70 Prozent der Patienten mit Colitis ulcerosa präferieren eine tägliche Einmalgabe, 67 Prozent bevorzugen Tabletten, ergänzte der Gastroenterologe vom Agaplesion Markus Krankenhaus in Frankfurt am Main bei der vom Unternehmen Tillotts Pharma unterstützten Veranstaltung.

Nun steht eine solche Therapieoption zur Verfügung. In der neuen Mesalazin-Tablette (Asacol®) steckt die Retard-Technologie Opticore™ (OPTImized COlonic RElease).
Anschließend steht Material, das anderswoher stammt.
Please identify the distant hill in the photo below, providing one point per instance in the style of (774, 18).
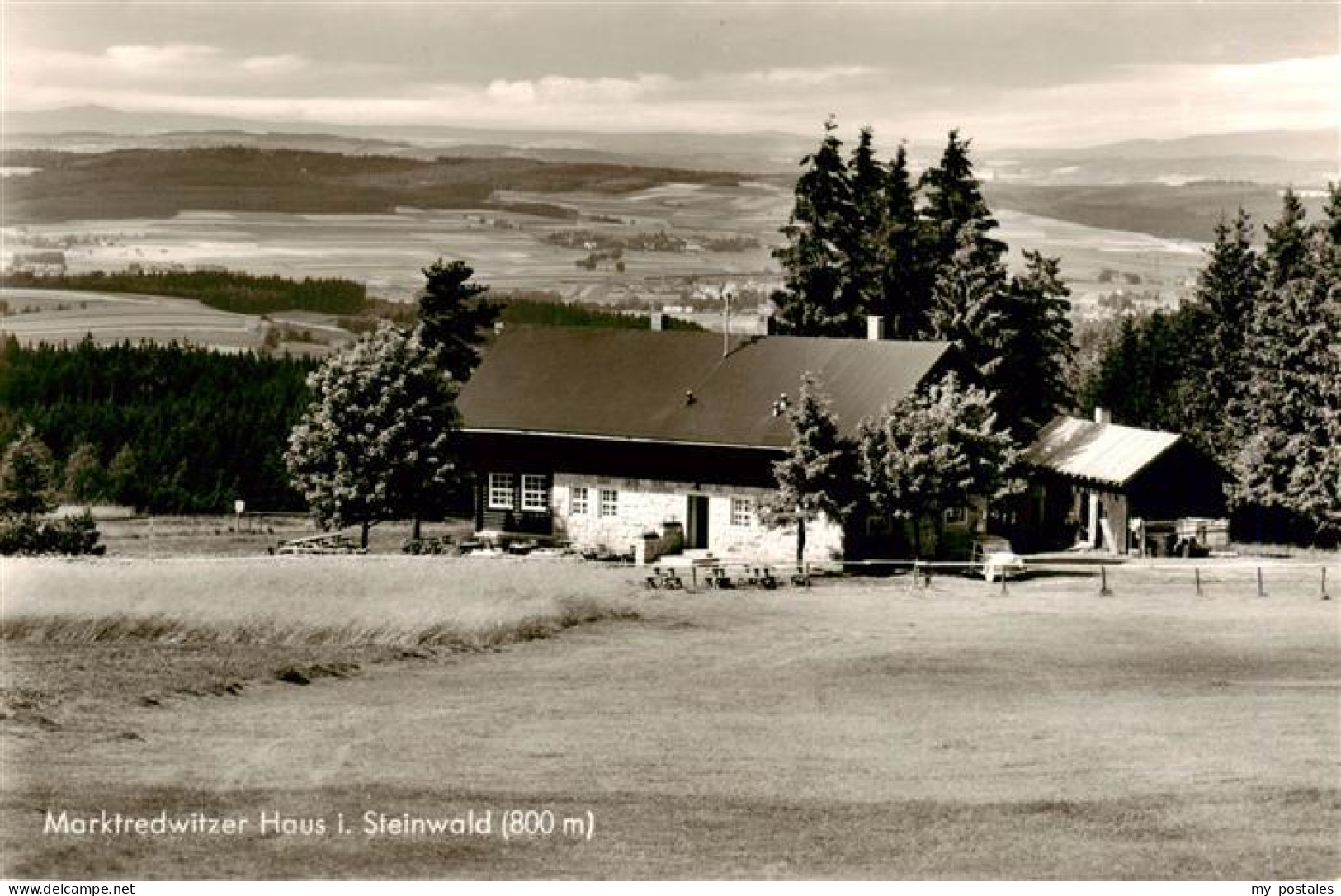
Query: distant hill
(79, 126)
(1291, 145)
(1308, 158)
(139, 182)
Die Technologie gewährleistet aufgrund einer innovativen Beschichtung eine pH-unabhängige Freisetzung im gesamten Dickdarm.

Nicht unterlegen in Studie

In der Zulassungsstudie, an der 817 Patienten mit leichter bis mittelschwerer Colitis ulcerosa teilnahmen, hat sich Asacol® (1 x 2 Tabletten, 3,2 g / d Mesalazin) einem niedrig dosierten Mesalazin-Präparat (2 x 4 Tabletten à 400 mg) in der Remissionsinduktion als nicht unterlegen gezeigt: 22,4 Prozent beziehungsweise 24,6 Prozent der Patienten erreichten den primären Endpunkt einer klinischen und endoskopischen Remission nach acht Wochen, berichtete Professor Stefan Schreiber von der Universitätsklinik für Innere Medizin I in Kiel.

Die Studie untersuchte zudem Wege, wie es nach acht Wochen weitergehen kann. Bei Patienten in Remission wurde die Dosis auf 1 x 1600 mg / d halbiert. Nach 38 Wochen zeigten 94 Prozent eine klinische Response und 70 Prozent weiterhin eine Remission, erläuterte Schreiber.

Bei Patienten mit Response wurde die Dosis von 2 x 1600 mg / d beibehalten. Nach 38 Wochen sprachen 84 Prozent der Patienten weiterhin auf die Therapie an, 34 Prozent mit einer Remission.

Bei Patienten ohne Ansprechen wurde die Dosis auf 3 x 1600 mg / d erhöht. Nach 38 Wochen hatten 78 Prozent auf die Behandlung angesprochen, 31 Prozent kamen in Remission. Die Dosiserhöhung führte nicht zu einem Anstieg der Nebenwirkungsrate.